Grâce à notre outil de simulation, vous pouvez inclure le montant de votre apport personnel pour mieux préparer votre projet immobilier et estimer, le plus précisément possible, le taux immobilier auquel vous pouvez prétendre.
L’apport personnel, c’est la somme que vous investissez directement dans votre achat immobilier, sans passer par un emprunt bancaire. Ce peut être de l’épargne que vous avez mise de côté, une donation reçue de vos parents, le fruit de la vente d’un ancien logement ou encore un héritage.
Concrètement, il s’agit de l’argent que vous avez déjà à disposition et que vous allez mobiliser pour financer une partie du projet. Généralement, cet apport sert à couvrir ce qu’on appelle les frais annexes : frais de notaire, frais de garantie, frais de dossier… Mais au-delà de cette simple fonction « pratique », l’apport personnel est aussi un signe fort envoyé à la banque. Il montre que vous êtes capable d’épargner, que vous avez su anticiper votre projet, bref… que vous êtes un emprunteur fiable. Et ça, pour les banques, c’est rassurant.

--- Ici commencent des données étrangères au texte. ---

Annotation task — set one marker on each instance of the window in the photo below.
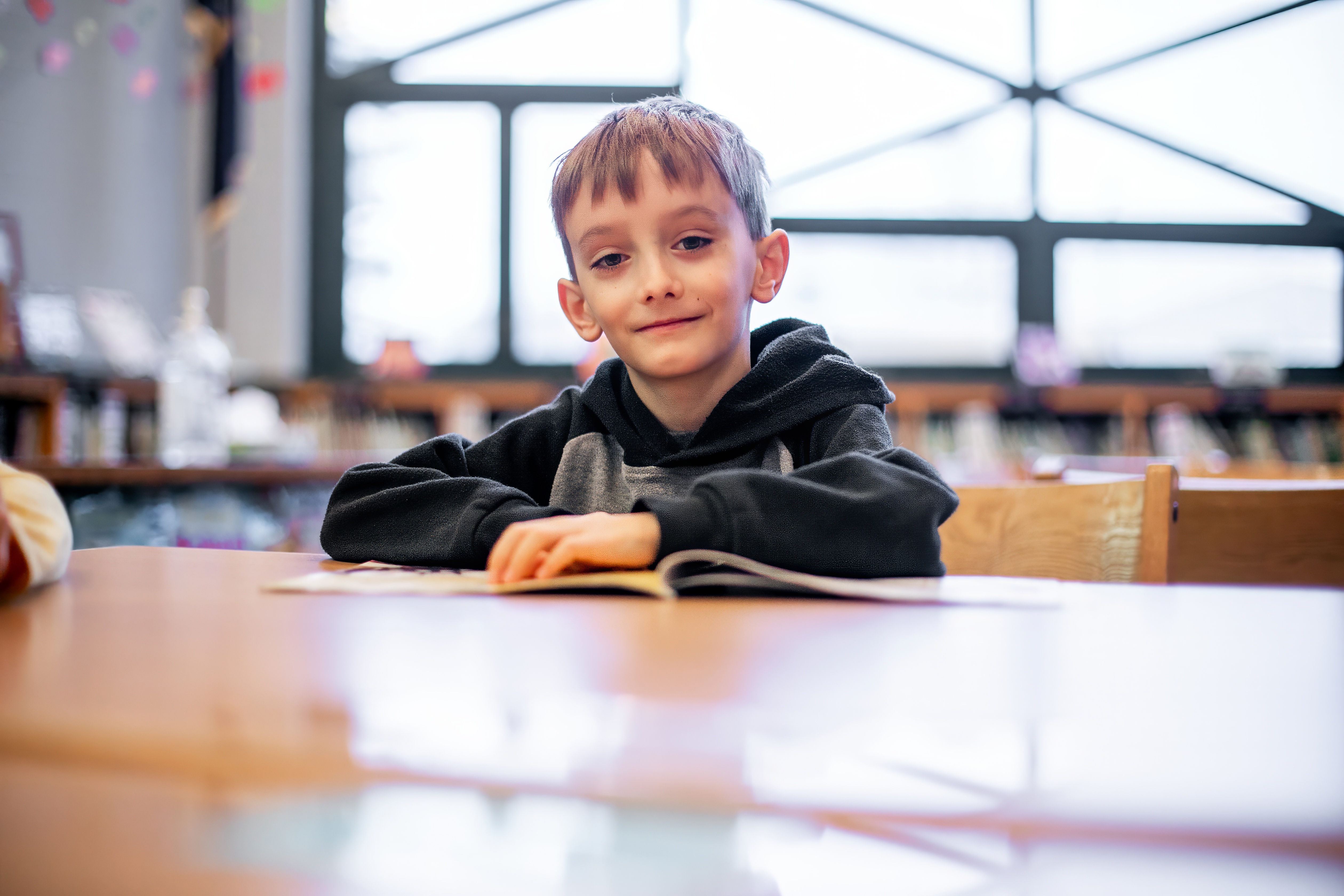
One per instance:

Avant de plonger dans les détails, commençons par un panorama clair des différentes sources possibles. Voici les formes d’apport personnel les plus courantes :
Détaillons maintenant chaque source d’apport avec ses spécificités.
La plupart du temps, l’apport personnel provient de l’épargne de l’emprunteur. En économisant un peu chaque mois selon vos revenus, il est ainsi possible de se constituer une somme qui pourra faire office d’apport personnel.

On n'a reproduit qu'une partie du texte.